Hey, kids...insomnia is fun! It probably played a part in this piece of crazy:
Basically, I got thinking about the above and, coupled with the general inability to sleep that's been something of a plague over the past few months, I got inspired. This build is sort of 'West Coast gone horribly wrong'...the architecture is similar, but this incorporates the core idea you had about cross-wiring the Morphagene and Telharmonic. The notion proved too attractive to not play with.
So, yeah...there's an external in with an envelope follower, so you can derive CVs from amplitude. Then there's this composite oscillator-fiasco-thing: a TZFM VCO, a Mysterion (MakeNoise's waveguide modeler), and a Telharmonic. And between each, a DC-coupled mixer and a VCable dual polarizer, which allows both attenuation and inversion under voltage control. The idea here is to interconnect all of these things and create a composite not-exactly-oscillator-device, a sound source way more complex, crazed, and full of potential than any typical Buchla or Serge complex oscillator setup. Madness!
Triple VCA/mixer after this 'generator' section gets us into 'modifier' territory. And first up is Happy Nerding's utterly-bonkers FM Aid, a diabolical little thing that allows something akin to through-zero modulation with any audio source, which is simply nuts! The Doepfer uVCO next to it is there to provide a carrier signal for the FM Aid and can be used in either VCO or LFO mode. Then there's this filter-atrocity...a Doepfer A-106-1 (Sallen-Key Korg MS-20-style pair), which has an insert point in its resonance loop. Then there's a Chronoblob. Now, that thing is for the A-106-1's insert, to add a 'time lag' into the resonance path.
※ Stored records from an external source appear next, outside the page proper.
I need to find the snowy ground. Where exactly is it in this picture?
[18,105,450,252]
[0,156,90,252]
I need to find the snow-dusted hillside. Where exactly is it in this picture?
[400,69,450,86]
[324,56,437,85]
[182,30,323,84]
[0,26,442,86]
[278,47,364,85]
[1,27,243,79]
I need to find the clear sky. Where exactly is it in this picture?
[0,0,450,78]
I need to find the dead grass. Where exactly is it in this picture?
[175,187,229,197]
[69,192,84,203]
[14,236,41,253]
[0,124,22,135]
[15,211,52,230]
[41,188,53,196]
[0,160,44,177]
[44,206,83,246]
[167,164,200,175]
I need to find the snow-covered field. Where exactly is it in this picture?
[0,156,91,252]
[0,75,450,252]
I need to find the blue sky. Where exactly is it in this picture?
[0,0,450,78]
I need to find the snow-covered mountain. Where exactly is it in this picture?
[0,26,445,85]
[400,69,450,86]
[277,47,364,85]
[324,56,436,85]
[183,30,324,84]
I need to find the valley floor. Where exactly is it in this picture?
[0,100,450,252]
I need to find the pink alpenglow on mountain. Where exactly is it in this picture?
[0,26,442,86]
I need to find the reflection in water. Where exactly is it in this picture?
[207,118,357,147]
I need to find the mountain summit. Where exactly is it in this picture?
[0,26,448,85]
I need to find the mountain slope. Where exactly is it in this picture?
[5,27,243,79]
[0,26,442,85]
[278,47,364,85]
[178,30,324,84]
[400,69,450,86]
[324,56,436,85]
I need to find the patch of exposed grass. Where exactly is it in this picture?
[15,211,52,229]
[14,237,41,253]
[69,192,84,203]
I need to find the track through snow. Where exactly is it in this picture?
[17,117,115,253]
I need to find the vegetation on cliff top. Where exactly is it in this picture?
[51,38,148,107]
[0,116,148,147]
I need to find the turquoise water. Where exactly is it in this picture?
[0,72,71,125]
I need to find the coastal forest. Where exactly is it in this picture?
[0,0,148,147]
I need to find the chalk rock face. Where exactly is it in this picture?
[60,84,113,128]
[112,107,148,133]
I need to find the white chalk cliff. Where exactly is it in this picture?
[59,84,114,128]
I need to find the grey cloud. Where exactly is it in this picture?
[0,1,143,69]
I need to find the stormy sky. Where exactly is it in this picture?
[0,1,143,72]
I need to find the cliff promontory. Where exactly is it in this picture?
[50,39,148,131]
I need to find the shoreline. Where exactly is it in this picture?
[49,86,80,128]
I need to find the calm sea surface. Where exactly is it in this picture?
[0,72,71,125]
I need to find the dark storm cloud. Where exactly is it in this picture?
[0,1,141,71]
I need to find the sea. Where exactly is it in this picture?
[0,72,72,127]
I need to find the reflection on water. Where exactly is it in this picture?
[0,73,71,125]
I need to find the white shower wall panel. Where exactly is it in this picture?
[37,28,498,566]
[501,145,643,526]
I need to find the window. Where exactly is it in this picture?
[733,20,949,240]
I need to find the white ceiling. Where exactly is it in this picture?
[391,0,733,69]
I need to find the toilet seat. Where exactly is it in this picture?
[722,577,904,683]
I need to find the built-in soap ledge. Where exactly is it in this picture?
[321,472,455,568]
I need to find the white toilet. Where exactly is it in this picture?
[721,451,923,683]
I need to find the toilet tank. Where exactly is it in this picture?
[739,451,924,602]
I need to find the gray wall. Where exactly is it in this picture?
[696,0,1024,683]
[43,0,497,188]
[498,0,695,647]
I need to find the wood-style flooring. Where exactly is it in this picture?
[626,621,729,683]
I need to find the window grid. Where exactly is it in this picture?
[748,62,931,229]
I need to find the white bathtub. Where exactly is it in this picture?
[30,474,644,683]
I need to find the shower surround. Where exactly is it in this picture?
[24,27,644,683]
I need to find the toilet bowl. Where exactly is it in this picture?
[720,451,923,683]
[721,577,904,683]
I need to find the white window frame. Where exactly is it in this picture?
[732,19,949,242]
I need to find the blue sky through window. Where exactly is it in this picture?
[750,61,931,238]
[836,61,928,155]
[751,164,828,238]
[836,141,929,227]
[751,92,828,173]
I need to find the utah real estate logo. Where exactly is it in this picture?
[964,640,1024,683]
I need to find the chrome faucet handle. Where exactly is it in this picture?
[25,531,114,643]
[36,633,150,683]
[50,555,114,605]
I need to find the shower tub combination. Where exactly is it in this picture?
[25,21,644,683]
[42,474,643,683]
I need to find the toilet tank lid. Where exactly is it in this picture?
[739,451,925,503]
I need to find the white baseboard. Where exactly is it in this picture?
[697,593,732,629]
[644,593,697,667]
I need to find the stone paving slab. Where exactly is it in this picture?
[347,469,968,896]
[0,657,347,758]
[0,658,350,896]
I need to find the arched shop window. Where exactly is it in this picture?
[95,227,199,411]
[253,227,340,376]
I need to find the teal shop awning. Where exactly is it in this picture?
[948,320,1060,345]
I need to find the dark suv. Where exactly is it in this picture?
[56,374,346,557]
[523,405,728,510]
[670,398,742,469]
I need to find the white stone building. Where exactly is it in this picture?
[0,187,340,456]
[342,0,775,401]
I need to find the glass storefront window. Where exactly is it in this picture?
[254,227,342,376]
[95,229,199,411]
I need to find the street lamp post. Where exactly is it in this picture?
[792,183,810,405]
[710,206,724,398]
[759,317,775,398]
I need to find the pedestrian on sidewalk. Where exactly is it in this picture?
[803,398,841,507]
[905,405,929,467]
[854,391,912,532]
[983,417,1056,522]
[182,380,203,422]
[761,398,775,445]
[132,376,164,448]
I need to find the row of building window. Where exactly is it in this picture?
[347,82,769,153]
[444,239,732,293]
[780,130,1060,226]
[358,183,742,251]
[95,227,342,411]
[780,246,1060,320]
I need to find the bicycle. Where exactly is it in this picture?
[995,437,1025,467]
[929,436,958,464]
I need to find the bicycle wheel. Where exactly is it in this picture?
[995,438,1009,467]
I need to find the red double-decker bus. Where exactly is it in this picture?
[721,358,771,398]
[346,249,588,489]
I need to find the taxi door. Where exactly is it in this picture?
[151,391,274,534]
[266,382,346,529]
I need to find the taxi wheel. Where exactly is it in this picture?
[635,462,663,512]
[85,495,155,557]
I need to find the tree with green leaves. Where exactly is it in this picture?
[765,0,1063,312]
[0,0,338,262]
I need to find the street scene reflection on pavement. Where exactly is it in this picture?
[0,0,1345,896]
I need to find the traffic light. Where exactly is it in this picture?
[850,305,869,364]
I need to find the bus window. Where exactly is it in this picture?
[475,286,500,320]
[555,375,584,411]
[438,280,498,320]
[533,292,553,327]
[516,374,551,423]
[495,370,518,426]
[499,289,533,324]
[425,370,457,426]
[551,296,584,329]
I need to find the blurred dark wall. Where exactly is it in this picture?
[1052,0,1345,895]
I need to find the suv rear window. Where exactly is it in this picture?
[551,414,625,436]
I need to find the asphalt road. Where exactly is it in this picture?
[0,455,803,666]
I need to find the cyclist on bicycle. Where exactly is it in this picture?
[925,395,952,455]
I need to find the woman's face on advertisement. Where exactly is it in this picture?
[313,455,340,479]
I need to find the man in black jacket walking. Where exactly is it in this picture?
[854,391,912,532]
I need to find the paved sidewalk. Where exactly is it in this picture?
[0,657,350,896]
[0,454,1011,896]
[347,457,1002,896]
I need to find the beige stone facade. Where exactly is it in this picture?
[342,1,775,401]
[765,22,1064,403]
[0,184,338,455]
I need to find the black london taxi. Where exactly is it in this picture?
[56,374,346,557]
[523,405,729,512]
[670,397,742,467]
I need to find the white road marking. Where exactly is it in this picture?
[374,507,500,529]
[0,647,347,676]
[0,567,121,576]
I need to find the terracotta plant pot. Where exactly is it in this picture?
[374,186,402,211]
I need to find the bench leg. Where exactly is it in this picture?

BUT WAIT! There's MORE...the state-variable filter next to that is for the Chronoblob's insert point, this time allowing a VCF into the delay's feedback path. So these three modules are actually intended, in this very irresponsible and totally mad build, to work as a single unit, just like the whole 'generator' section. Again, this is way beyond normal West Coast, even though the cross-modulation idea is present here, too...albeit in a very insane way! Last up is very West Coast, though: a MakeNoise Optomix, two low-pass gates which mix the top row's voicing results together into one very out-there mono signal.
Then the bottom row. A noise gen and sample-and-hold sit next to Mutable Instruments newest chaotic device, the Marbles...you'll just have to read up on this one; it makes the Buchla Source of Uncertainty seem as predictable as DB's train schedule! Three VC Slope gens next, for sort of a Maths-and-a-half of that sort of thing, and then the quad LFOs of the Batumi. A Dual VCA rounds the 'modulator' section out, allowing modulation sources to alter other modulation signals' amplitudes.
And the 'processor' stage. Now, this has MakeNoise's triumvirate of processors, in a specific order. First, the Phonogene allows weird loop/screw-with/delay/sample behavior in mono. This gets handed off to the Erbe-verb, which not only allows addition of reverb (and a lot of tinkering with it!), it also provides a stereo image from the Phonogene's mono signal, so that the Morphagene has a full stereo signal to chew up and spit out through its granular/scrambly methods. I put these all down below the latter half of the voicing row so that that part's signal can go directly in, and having them up front means you have a better ability to play the processors (and modulators) manually without having to address the voice row specifically to alter things...but at the same time, the key VCF controls are directly above this, and these would be the most likely-to-be-messed-with controls besides the processors'. The whole thing goes directly to a stereo out, which provides a convenient headphone amp and also a second stereo input in case you want/need to parallel the Erbe-verb and Morphagene and mix one in and out of the other.
No, no multiples. I went jam-packed on this mutha, so my suggestion there would be to make use of either inline mults, stackable 3.5mm cables, or both when you need to multiple off of an output. Naturally, never mult outs together. Very bad. May make module go boom. Spendy. Bad burnt electronic smell. Ick. Also, no power supply on the panel; this was done with an Erica 126 x 6U cab in mind, which has built-in serious power, plus even with that and the big size, still only comes in at 480 EUR.
The idea? Make an instrument specific to that initial idea of yours. Not merely a modular synth; this build/bit of craziness contains segments intended to work as integral elements in four specific blocks, as I mentioned. I tried here to optimize the initial concept, throw together some crucial West Coast architecture concepts along with a little graveyard dust and black cat bones for the hoodoo factor, and see what emerged. And this was it, and damned if it doesn't seem like a SERIOUSLY interesting concept. Frankly, this was one of those things that I wouldn't mind building one of for myself...and I think I could guarantee that what I did with it would be totally personal and unlike anyone else's music realized on it.
Anyway, to answer that question above: no, not a founder. Just a long-time user of electronics for musical purposes. Of the around 50 years I've been involved in music in my lifetime, 40 of those have involved electronic or electroacoustic devices of some sort or another, sort of in conjunction with my time spent as a composer. It's...well, kinda what I do. Except while asleep...which, as I noted, I'm not right now.